Matter power spectrum as function of cosmology (most likely emulator, or E.H.)

EiffL commented 2 years ago

This issue is to discuss the particular choice for the matter power spectrum that will be an input to all forward pipelines.

Here are a question to get us started: @Supranta @nataliaporqueres : What are your options in terms of differentiable matter power spectra?

With @jecampagne and @dlanzieri we are still just using Eisenstein & Hu in jax-cosmo and flowpm respectively, but we can adapt to whatever other solution you are currently using.

nataliaporqueres commented 2 years ago

In BORG, we have Eisenstein-Hu and CLASS.

EiffL commented 2 years ago

Ok great, thanks @nataliaporqueres :-) but I guess you can't take the derivatives of CLASS, do you have a CLASS emulator? or do you use some trick to get the derivatives by finite differences from CLASS?

nataliaporqueres commented 2 years ago

We only need the derivative with respect to the initial conditions delta^{IC} because the HMC is only used to sample the density field. We use a slice sampler for the cosmological parameters, which doesn't involve derivatives.

EiffL commented 2 years ago

Ah! Interesting! I hadn't realized that, sorry. Very interesting :-)

Supranta commented 2 years ago

I have a PCE emulator as well as a GP emulator for power spectrum. I am currently adapting my GP emulator to work with tinygp, which is based on jax. So I can add it here.

jecampagne commented 2 years ago

I have setup this Jax-CLASS emulator based on the original work by the authors of https://arxiv.org/pdf/2105.02256.pdf

EiffL commented 2 years ago

This is great @jecampagne :-D Only thing is your repo is private, people will probably not be able to see the content, would you be ok with making it public?

jecampagne commented 2 years ago

Proposal fro new set of cosmologies: I propose the following primary parameters (1000 latin HC points) ranges ‘Omega_cdm’: [0.1, 0.5] ‘Omega_b’: [0.04, 0.06] ‘sigma8’: [0.7, 0.9] ‘n_s’: [0.87, 1.06] ‘h’: [0.55, 0.8] below are the distributions of these variables (first line), with derived parameters (second line). The red vertical line is the fiducial values.

And I will restrict the redshift range into [0, 3.5], for "k" the range is [5e-4, 50] h/Mpc by the high bound will be closely link to dP/P accuracy (ie. relative difference wrt CLASS computation).

jecampagne commented 2 years ago

Here a result with the new training sets and the retrianing of the Models with the new scheme of building blocs, and taking care of the CLASS k_max_h_by_Mpc parameter which influences the Pk computations stability.

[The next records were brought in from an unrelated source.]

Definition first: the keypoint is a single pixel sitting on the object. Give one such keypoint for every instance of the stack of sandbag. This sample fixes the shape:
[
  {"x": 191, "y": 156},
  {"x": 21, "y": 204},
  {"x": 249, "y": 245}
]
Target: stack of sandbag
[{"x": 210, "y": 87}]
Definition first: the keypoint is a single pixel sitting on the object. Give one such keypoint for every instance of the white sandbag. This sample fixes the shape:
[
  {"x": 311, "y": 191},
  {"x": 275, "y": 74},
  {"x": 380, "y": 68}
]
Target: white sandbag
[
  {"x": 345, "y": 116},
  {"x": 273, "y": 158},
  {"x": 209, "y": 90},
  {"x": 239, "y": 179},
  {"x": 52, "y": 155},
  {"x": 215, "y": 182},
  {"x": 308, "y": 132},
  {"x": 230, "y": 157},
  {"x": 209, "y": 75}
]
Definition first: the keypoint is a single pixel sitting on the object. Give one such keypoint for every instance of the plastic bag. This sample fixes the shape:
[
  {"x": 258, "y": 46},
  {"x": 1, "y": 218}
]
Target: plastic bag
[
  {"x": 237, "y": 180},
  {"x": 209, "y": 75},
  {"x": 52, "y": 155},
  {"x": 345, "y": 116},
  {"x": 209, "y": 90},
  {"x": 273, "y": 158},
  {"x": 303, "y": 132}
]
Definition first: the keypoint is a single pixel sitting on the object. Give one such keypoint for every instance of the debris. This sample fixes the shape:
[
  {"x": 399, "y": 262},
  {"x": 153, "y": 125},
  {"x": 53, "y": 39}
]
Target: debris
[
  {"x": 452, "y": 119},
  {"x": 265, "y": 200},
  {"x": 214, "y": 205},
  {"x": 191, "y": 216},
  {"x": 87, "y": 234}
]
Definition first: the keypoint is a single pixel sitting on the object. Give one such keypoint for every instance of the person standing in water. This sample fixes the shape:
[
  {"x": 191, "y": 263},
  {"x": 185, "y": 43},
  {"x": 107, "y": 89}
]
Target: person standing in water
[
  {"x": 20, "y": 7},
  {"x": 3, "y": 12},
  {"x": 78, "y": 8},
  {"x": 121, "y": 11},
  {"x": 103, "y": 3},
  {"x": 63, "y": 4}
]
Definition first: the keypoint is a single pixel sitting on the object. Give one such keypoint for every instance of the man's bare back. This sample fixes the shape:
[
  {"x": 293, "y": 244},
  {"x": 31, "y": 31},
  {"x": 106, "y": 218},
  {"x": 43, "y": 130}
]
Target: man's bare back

The figure below is using the Planck15 Jax-cosmo parameters which is not a training cosmo for the emulator

Comparaison with jax-cosmo for the jacobian and the vmap, notice that at the scale of the figure one cannot appreciate the diffrences at the level of few %.

jecampagne commented 2 years ago

In fact the 1D and 2D interpolation in the (k,z) grid is performed (and constrained) to be done over a regular grid in (log scale for the k, and linear scale for the redshift z) and ideally I would sample differently to get better accuracy in the interval k=[0.1-1] h/Mpc. But the bottleneck is certainly the cosmo param sampling at the end of the day.

jecampagne commented 2 years ago

I would like to share something that is quite stupid (sorry this is not great ML Bayesian theory): it concerns the time spent to load the parameters of the emulators.

In the current version, I need to load : 2x120 (PkLin and PkNLin at z=0) + 2x120x20 (the fucntions P(k,z)/P(k,z=0) both Linear and Non Linear) ~ 5200 GPs. The total amount of data is 288MB (not a big deal, isn't it)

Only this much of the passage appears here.